I want to try out a feature somebody is working on

If you see a pull request on GitHub that you want to try out, have a look at the line where it says:

user wants to merge n commits into qtile:master from user:branch

Right now you probably have one remote from which you can fetch changes, the origin. If you cloned qtile/qtile, git remote show origin will spit out the upstream url. If you cloned your fork, origin points to it and you probably want to git remote add upstream https://www.github.com/qtile/qtile. To try out somebody’s work, you can add their fork as a new remote:

git remote add <user> https://www.github.com/user/qtile

where you fill in the username from the line we asked you to search for before. Then you can load data from that remote with git fetch and then ultimately check out the branch with git checkout <user>/<branch>.

Alternatively, it is also possible to fetch and checkout pull requests without needing to add other remotes. The upstream remote is sufficient:

git fetch upstream pull/<id>/head:pr<id>
git checkout pr<id>

The numeric pull request id can be found in the url or next to the title (preceeded by a # symbol).

Note

Having the feature branch checked out doesn’t mean that it is installed and will be loaded when you restart qtile. You might still need to install it with pip.

I committed changes and the tests failed

You can easily change your last commit: After you have done your work, git add everything you need and use git commit --amend to change your last commit. This causes the git history of your local clone to be diverged from your fork on GitHub, so you need to force-push your changes with:

git push -f <origin> <feature-branch>

where origin might be your user name or origin if you cloned your fork and feature-branch is to be replaced by the name of the branch you are working on.

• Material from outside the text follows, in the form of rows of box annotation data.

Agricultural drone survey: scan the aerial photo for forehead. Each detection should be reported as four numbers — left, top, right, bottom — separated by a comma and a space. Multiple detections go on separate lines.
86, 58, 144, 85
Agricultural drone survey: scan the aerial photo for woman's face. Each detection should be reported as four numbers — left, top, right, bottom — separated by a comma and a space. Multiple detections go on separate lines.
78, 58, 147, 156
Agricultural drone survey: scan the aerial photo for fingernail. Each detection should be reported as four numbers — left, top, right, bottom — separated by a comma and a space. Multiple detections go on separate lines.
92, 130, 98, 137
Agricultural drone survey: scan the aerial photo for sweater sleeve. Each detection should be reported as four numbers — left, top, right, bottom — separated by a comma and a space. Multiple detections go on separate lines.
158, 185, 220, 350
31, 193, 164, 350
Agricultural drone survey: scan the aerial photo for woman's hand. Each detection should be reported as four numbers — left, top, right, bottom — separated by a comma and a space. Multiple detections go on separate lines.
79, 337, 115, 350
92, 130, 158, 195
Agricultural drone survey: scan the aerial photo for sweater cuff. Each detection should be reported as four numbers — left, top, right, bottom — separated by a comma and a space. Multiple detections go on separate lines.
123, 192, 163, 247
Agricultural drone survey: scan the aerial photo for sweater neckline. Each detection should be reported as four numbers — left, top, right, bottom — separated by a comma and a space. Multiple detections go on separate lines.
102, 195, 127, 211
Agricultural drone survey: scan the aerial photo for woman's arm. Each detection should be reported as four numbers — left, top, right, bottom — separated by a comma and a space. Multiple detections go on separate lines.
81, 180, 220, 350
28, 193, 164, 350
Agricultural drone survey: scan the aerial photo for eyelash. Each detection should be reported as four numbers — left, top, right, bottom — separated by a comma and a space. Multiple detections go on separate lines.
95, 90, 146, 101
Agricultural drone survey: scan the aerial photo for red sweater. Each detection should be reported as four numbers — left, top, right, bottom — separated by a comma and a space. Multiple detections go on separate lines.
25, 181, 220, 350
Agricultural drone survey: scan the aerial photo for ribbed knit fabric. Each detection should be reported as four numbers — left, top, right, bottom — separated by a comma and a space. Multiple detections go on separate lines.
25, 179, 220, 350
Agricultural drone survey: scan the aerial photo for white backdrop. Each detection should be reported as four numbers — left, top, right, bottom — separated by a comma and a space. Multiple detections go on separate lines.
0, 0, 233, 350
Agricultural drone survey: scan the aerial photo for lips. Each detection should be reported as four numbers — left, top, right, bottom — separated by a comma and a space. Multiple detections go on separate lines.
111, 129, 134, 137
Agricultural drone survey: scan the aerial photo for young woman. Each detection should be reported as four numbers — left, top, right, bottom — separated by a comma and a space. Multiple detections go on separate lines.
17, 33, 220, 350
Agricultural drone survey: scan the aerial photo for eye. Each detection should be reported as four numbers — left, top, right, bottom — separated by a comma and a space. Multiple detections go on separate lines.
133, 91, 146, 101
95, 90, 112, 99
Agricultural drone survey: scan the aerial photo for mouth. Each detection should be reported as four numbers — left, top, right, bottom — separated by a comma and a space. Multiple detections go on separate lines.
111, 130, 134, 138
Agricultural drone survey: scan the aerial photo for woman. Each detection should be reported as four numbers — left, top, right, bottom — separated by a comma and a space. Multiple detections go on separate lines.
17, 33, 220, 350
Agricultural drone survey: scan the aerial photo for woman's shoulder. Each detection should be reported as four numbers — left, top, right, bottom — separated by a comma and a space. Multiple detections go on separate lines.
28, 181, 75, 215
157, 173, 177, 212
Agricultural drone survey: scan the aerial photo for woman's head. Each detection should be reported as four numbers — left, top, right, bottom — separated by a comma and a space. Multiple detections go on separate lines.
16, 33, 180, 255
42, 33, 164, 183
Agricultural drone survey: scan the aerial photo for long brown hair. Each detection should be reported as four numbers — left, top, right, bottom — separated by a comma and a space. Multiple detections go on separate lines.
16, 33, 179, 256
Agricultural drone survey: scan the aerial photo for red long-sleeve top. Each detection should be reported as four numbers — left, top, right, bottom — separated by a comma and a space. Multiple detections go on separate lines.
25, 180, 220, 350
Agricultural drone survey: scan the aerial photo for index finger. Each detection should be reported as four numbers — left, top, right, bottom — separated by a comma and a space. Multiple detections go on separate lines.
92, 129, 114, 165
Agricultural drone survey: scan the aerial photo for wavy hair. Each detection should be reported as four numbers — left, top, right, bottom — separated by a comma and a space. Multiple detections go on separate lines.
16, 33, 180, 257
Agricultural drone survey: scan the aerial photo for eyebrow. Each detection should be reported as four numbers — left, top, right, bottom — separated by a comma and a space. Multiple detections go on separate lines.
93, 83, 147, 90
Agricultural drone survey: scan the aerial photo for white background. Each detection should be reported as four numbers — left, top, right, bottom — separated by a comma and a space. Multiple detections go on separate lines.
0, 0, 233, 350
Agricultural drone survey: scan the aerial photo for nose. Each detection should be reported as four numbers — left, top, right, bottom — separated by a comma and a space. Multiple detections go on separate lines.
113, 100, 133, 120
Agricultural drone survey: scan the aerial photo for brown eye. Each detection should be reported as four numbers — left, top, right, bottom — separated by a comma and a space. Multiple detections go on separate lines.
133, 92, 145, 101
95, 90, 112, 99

Assuming the feature branch is currently checked out, you can usually omit it and just specify the origin.

I was told to rebase my work

If upstream/master is changed and you happened to change the same files as the commits that were added upstream, you should rebase your work onto the most recent upstream/master. Checkout your master, pull from upstream, checkout your branch again and then rebase it:

git checkout master
git pull upstream/master
git checkout <feature-branch>
git rebase upstream/master

You will be asked to solve conflicts where your diff cannot be applied with confidence to the work that was pushed upstream. If that is the case, open the files in your text editor and resolve the conflicts manually. You possibly need to git rebase --continue after you have resolved conflicts for one commit if you are rebasing multiple commits.

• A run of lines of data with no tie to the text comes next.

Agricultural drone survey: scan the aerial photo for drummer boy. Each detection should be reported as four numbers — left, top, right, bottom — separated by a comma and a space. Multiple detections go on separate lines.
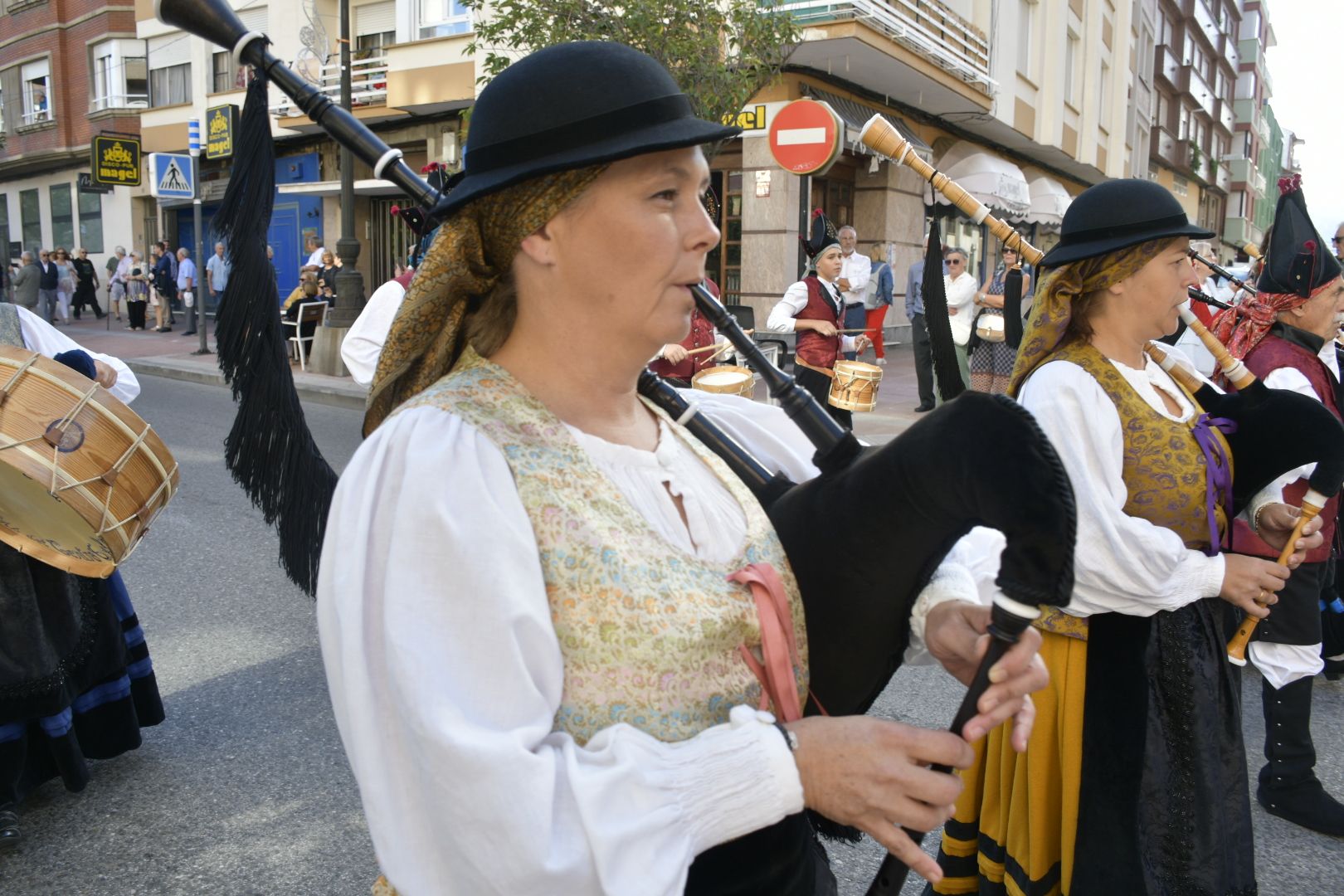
766, 208, 872, 429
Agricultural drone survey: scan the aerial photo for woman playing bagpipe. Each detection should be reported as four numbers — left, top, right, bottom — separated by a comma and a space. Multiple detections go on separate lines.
0, 302, 164, 850
766, 208, 872, 427
309, 43, 1045, 894
1211, 178, 1344, 837
934, 180, 1321, 896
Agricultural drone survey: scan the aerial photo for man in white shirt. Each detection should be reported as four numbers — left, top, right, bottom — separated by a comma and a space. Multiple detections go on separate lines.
938, 249, 977, 403
836, 224, 872, 362
178, 246, 197, 336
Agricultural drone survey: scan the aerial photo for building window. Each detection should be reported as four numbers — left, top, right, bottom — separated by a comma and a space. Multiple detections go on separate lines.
416, 0, 472, 41
80, 193, 102, 254
19, 189, 41, 254
51, 184, 75, 249
90, 41, 149, 111
149, 61, 191, 108
210, 51, 247, 93
1017, 0, 1036, 80
1064, 30, 1082, 109
19, 59, 56, 125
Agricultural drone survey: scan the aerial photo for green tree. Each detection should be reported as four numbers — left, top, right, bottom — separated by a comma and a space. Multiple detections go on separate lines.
465, 0, 798, 127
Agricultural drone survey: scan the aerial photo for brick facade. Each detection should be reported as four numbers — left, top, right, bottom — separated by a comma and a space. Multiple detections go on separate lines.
0, 0, 139, 180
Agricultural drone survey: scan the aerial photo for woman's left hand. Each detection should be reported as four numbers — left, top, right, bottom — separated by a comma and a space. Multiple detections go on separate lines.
925, 601, 1049, 752
1257, 504, 1325, 570
93, 360, 117, 388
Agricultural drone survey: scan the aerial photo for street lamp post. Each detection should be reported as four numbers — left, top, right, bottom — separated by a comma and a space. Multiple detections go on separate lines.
327, 0, 364, 326
187, 118, 210, 354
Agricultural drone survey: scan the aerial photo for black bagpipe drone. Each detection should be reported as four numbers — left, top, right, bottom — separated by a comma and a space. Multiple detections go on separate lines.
156, 0, 1075, 886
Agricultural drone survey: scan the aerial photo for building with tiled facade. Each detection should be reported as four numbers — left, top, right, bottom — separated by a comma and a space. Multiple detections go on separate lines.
0, 0, 148, 271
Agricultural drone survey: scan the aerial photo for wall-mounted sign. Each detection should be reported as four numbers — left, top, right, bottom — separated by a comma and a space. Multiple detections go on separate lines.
90, 134, 139, 187
206, 104, 238, 158
75, 172, 111, 193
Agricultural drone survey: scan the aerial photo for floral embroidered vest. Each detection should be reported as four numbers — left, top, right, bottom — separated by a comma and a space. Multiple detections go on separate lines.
1038, 340, 1231, 640
402, 349, 806, 744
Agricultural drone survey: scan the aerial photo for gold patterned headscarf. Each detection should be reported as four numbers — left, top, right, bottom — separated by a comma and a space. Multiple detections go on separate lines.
1008, 236, 1173, 397
364, 164, 606, 436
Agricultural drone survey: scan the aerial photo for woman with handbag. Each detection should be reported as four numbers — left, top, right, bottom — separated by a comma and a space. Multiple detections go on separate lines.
971, 247, 1031, 395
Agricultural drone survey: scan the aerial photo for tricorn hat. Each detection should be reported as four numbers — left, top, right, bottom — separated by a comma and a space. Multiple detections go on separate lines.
441, 41, 741, 211
798, 208, 840, 262
1040, 178, 1216, 267
1255, 174, 1340, 298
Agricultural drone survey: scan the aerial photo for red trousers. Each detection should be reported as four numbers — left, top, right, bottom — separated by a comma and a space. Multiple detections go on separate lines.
867, 305, 887, 358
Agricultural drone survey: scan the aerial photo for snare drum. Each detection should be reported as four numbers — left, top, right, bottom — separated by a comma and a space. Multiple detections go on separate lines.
691, 364, 755, 397
826, 360, 882, 411
0, 345, 178, 577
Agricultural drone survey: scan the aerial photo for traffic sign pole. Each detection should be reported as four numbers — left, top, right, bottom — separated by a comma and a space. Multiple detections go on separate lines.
187, 118, 210, 354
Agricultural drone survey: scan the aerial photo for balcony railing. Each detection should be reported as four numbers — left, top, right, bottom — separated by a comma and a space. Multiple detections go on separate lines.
270, 55, 387, 118
89, 93, 149, 111
770, 0, 997, 95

Note that the above doesn’t work if you didn’t create a branch. In that case you will find guides elsewhere to fix this problem, ideally by creating a branch and resetting your master branch to where it should be.

I was told to squash some commits

If you introduce changes in one commit and replace them in another, you are told to squash these changes into one single commit without the intermediate step:

git rebase -i master

opens a text editor with your commits and a comment block reminding you what you can do with your commits. You can reword them to change the commit message, reorder them or choose fixup to squash the changes of a commit into the commit on the line above.

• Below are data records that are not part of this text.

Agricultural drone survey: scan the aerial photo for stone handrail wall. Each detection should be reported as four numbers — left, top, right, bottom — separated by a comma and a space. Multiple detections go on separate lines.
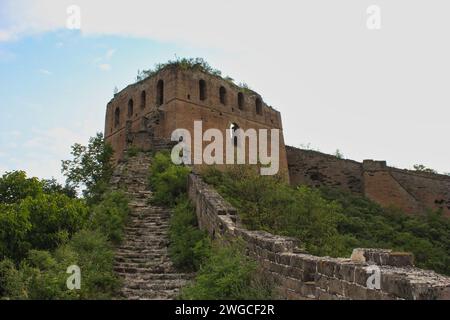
188, 174, 450, 300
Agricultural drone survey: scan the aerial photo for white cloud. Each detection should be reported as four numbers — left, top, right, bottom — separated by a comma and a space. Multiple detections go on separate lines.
98, 63, 111, 71
105, 49, 116, 60
38, 69, 53, 76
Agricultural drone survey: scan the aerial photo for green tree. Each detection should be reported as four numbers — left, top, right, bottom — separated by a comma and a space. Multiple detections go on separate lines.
0, 171, 43, 204
61, 133, 113, 203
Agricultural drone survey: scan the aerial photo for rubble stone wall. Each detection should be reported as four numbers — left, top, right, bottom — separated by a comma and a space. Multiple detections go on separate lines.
188, 174, 450, 300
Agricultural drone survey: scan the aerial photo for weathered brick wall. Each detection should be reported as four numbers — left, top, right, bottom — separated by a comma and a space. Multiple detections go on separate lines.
286, 146, 363, 194
105, 67, 288, 179
188, 174, 450, 299
286, 146, 450, 216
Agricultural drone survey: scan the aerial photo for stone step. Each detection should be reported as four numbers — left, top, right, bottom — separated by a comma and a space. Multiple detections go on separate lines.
111, 154, 192, 299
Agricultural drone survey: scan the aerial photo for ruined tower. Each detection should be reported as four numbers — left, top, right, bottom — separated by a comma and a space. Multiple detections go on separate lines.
105, 64, 288, 178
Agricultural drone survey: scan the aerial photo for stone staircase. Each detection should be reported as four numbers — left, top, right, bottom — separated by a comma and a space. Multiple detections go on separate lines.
111, 153, 192, 300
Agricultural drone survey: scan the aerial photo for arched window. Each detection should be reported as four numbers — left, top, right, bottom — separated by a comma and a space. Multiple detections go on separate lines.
230, 123, 239, 147
198, 80, 206, 101
219, 87, 227, 105
128, 99, 134, 118
141, 91, 147, 109
156, 80, 164, 106
114, 107, 120, 128
238, 92, 244, 110
255, 98, 262, 114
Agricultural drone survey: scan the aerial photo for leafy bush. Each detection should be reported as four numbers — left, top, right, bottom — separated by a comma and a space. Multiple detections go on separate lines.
169, 198, 211, 271
61, 133, 113, 204
0, 193, 88, 261
0, 230, 120, 300
181, 242, 273, 300
203, 166, 348, 256
203, 166, 450, 274
0, 171, 43, 204
149, 152, 190, 206
90, 191, 130, 244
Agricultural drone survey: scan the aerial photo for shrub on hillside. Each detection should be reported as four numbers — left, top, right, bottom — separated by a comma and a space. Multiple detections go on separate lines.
90, 191, 130, 244
203, 166, 349, 256
149, 152, 190, 206
203, 166, 450, 274
0, 193, 88, 261
0, 231, 120, 300
0, 171, 43, 204
169, 198, 211, 271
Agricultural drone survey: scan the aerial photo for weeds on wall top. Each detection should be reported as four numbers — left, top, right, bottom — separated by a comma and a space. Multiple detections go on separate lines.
136, 57, 255, 93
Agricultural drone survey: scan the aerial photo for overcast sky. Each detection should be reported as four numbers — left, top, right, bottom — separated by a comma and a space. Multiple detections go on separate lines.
0, 0, 450, 178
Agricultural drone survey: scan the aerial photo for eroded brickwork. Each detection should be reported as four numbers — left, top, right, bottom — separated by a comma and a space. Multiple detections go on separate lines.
105, 62, 450, 216
286, 146, 450, 216
188, 174, 450, 300
105, 67, 287, 178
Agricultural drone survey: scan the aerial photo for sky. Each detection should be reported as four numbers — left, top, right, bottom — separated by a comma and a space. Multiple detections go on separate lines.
0, 0, 450, 181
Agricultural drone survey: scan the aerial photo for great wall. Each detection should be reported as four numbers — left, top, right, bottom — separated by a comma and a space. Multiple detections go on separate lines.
105, 66, 450, 299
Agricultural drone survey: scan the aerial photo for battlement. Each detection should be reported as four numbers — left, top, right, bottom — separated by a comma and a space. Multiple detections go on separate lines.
105, 65, 287, 177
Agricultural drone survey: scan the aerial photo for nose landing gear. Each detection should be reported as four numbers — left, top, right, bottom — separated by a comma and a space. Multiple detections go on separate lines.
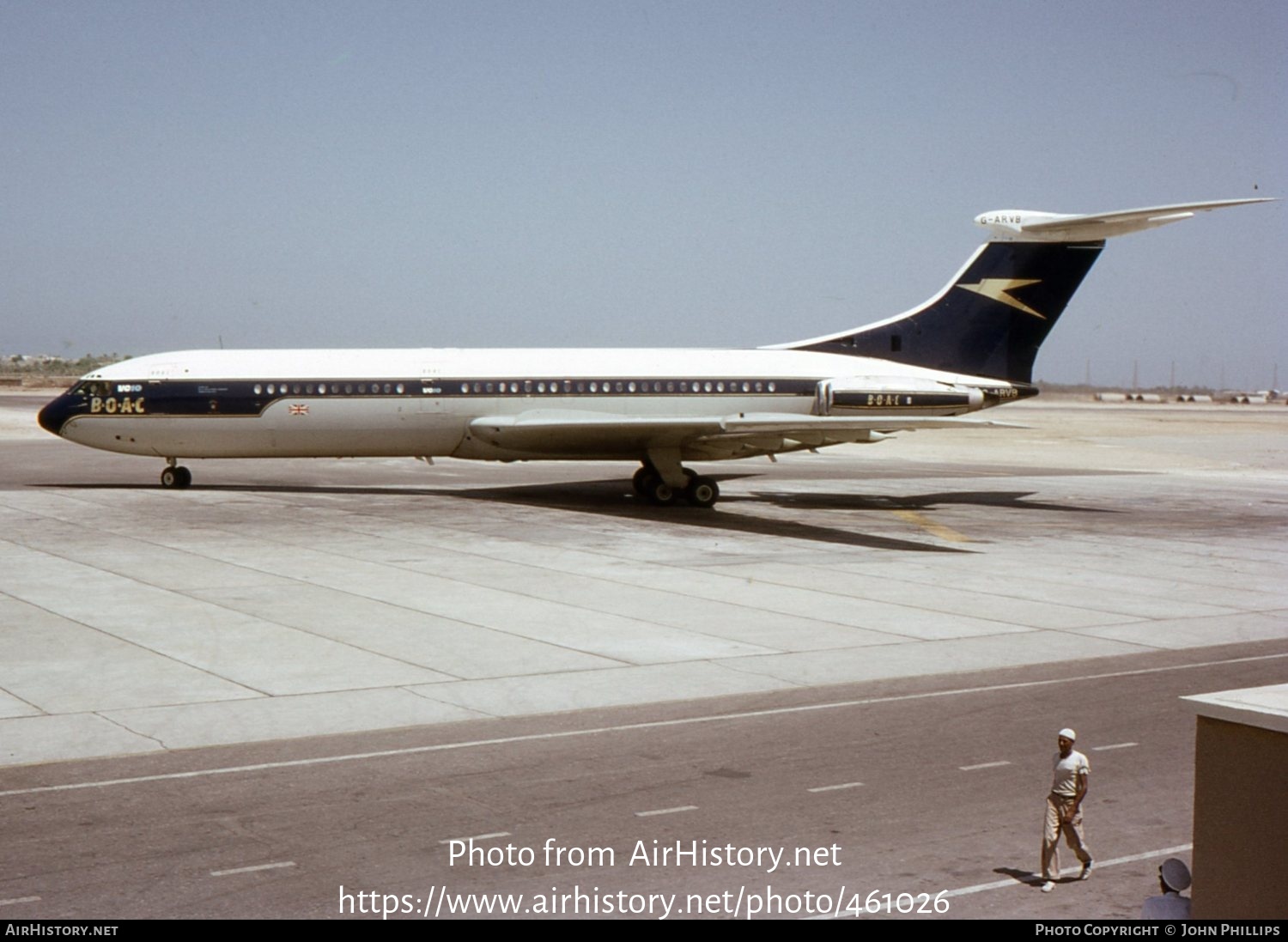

This also changes your git history and you will need to force-push your changes afterwards.

Note that interactive rebasing also allows you to split, reorder and edit commits.

I was told to edit a commit message

If you need to edit the commit message of the last commit you did, use:

git commit --amend

to open an editor giving you the possibility to reword the message. If you want to reword the message of an older commit or multiple commits, use git rebase -i as above with the reword command in the editor.